Mingledorff is a Grammy-winning saxophonist who has worked with a diverse array of artists, from Aretha Franklin and Lady Gaga to Tony Bennett and Dr. John. He was a featured soloist in “Tina – The Tina Turner Musical.”
Along with producing festivals, Burgmaier is the founder of Hawaii on TV and Jazz Alley TV. In 1992, he decided to create a music television series that would focus on jazz and blues, along with world music.

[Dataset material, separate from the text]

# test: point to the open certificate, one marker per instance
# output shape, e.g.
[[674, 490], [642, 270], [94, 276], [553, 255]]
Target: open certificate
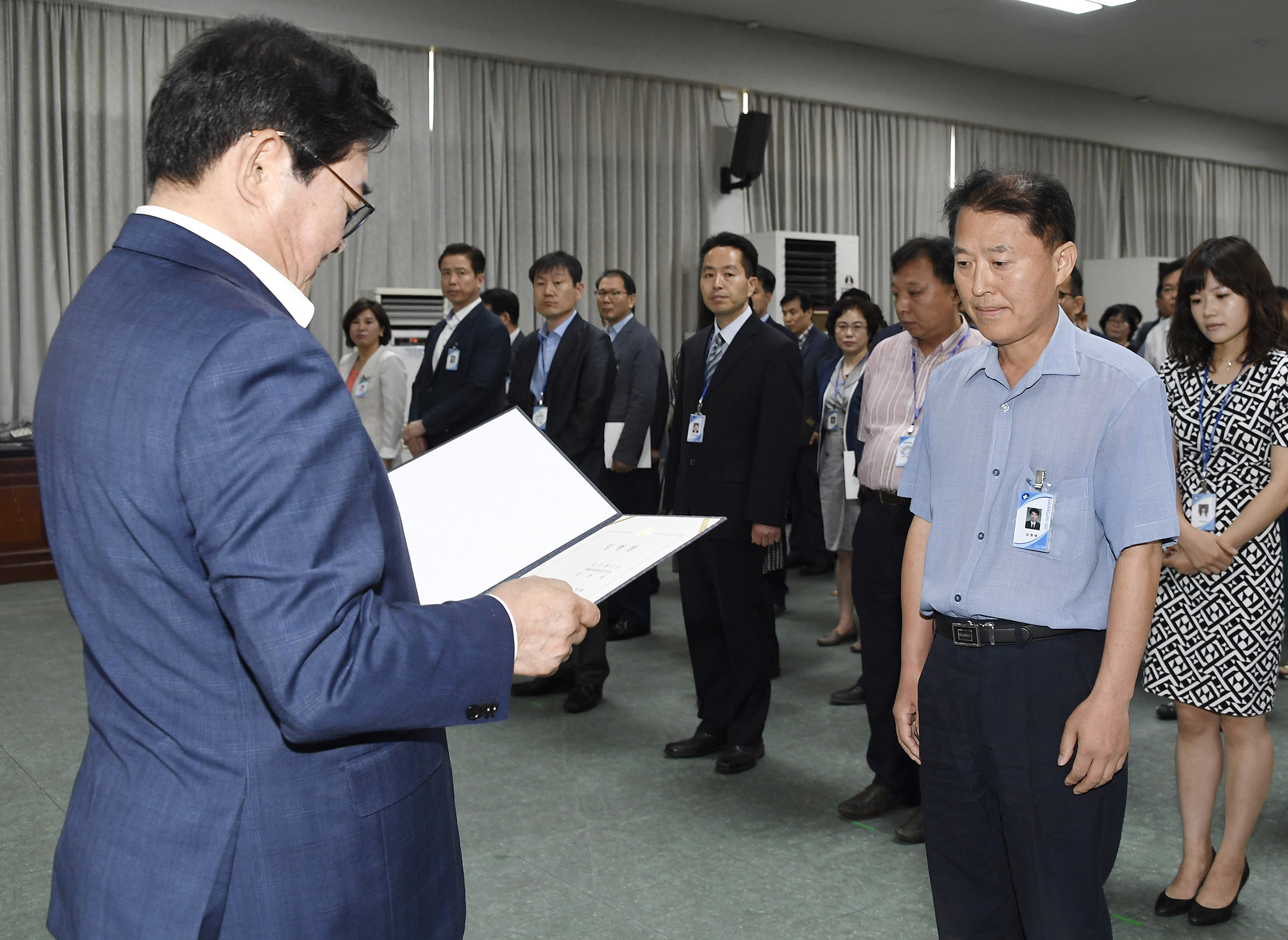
[[503, 501]]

The inspiration to produce a Maui festival came “from my travels around the world with my TV show to so many wonderful music festivals and I decided to start doing one on Maui,” he said.
His music documentaries include “B.B. King: The Blues and Jazz,” “Night School: An Evening with Stanley Clarke and Friends,” and “Kī Ho’alu: Keola Beamer,” which won the Audience Award for Best Documentary at the Hawaii International Film Festival.
“It’s exciting to bring the festival back and finding a great partner like the Ritz is truly fortunate,” Burgmaier said of presenting weekly jazz and blues events at the resort.
Tickets will be available at MauiJazzandBluesFestival.com.